Chocante também é a história da Cláudia Mara Souza, 46 anos. Ela sofreu agressões em dois relacionamentos. No seu primeiro casamento, com o pai das três filhas, e com um homem com quem se relacionou depois da separação. “Lembro que a primeira agressão foi quando a nossa filha do meio estava com seis meses. Ele ficou agressivo por causa de uma discussão e chegou até a pegar uma faca. Fiquei tão assustada com tudo aquilo e com o que poderia acontecer que me calei. Ao invés de contar, disse pra minha mãe que estava tudo bem e ficou por isso mesmo. Depois disso, veio uma sucessão de agressões, cada vez mais fortes. Mais tarde descobri traições e ainda o perdoei. Era um relacionamento doentio, acabou se tornando um ciclo. E assim, 17 anos se passaram”, disse.
Quando a última filha nasceu, Cláudia decidiu tomar a decisão de acabar com tudo. “Na época, não fiz nenhuma denúncia, só nos separamos. Durante um ano da separação ele ainda ficou insistindo pra gente voltar e eu não queria mais aquilo. Hoje fazem 13 anos que somos separados, não nos falamos. Fui viver minha vida com traumas, me sentindo um lixo, me achando a pior mulher do mundo”, relatou.
Após alguns anos, Cláudia se envolveu com uma outra pessoa, que era do seu círculo de amigos. Segundo ela, era um homem maravilhoso, totalmente diferente do seu ex-marido. “Me enganei mais uma vez. Estávamos voltando de um evento e ele acabou bebendo e estava correndo demais com o carro. Pedia pra ele parar, porque ele ia bater e acabar nos matando. Ele mandava eu calar a boca. Quando pedi pra descer, me golpeou com vários chutes e socos, na cabeça, no rosto, onde ele acertava. Arrumei as coisas dele pela manhã, pedi pra que fosse embora e ele me agrediu de novo, pegou uma faca. Fiquei horrorizada, achei que ia acontecer o pior. Minha ex-sogra e minha filha me socorreram. Fiz o boletim de ocorrência e pedi a medida protetiva. Passados seis meses, eu já morando em outra casa, ele chegou bêbado, dizendo que queria falar comigo, ver minha filha.
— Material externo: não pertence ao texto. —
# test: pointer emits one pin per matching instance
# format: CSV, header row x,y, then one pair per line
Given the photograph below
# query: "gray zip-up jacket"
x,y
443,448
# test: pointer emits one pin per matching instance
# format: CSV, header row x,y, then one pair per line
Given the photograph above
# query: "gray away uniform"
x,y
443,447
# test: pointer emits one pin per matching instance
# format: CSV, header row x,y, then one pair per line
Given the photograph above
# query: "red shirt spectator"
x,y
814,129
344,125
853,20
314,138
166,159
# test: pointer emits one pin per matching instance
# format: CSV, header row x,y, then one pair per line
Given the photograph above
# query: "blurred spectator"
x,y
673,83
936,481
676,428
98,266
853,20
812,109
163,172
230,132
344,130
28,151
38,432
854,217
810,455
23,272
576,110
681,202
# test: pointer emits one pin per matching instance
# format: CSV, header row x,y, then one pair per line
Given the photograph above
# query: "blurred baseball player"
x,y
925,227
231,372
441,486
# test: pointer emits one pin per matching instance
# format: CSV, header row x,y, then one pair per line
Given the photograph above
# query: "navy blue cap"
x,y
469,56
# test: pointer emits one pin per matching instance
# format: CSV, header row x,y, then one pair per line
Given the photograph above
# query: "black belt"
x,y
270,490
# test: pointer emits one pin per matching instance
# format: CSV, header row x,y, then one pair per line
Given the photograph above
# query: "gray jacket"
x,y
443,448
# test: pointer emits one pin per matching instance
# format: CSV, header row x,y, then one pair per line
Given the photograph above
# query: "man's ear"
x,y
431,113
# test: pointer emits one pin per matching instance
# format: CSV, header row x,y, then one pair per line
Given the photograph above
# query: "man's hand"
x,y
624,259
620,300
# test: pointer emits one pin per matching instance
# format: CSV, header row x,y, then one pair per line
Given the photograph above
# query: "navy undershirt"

Invadiu a casa, me agrediu muito. Parentes me socorreram, porque a polícia não apareceu. Fiz o B.O, não fui bem atendida, não fui acolhida. Me senti pior. Ele não foi preso por invasão, não foi preso por descumprir a medida protetiva, por nada. “Sobrevivi e falar sobre isso hoje, me fortalece. Tenho uma vida nova. Estou casada há dois anos e vivo um relacionamento saudável. Acredito no amor, ele cura, salva e faz milagres”.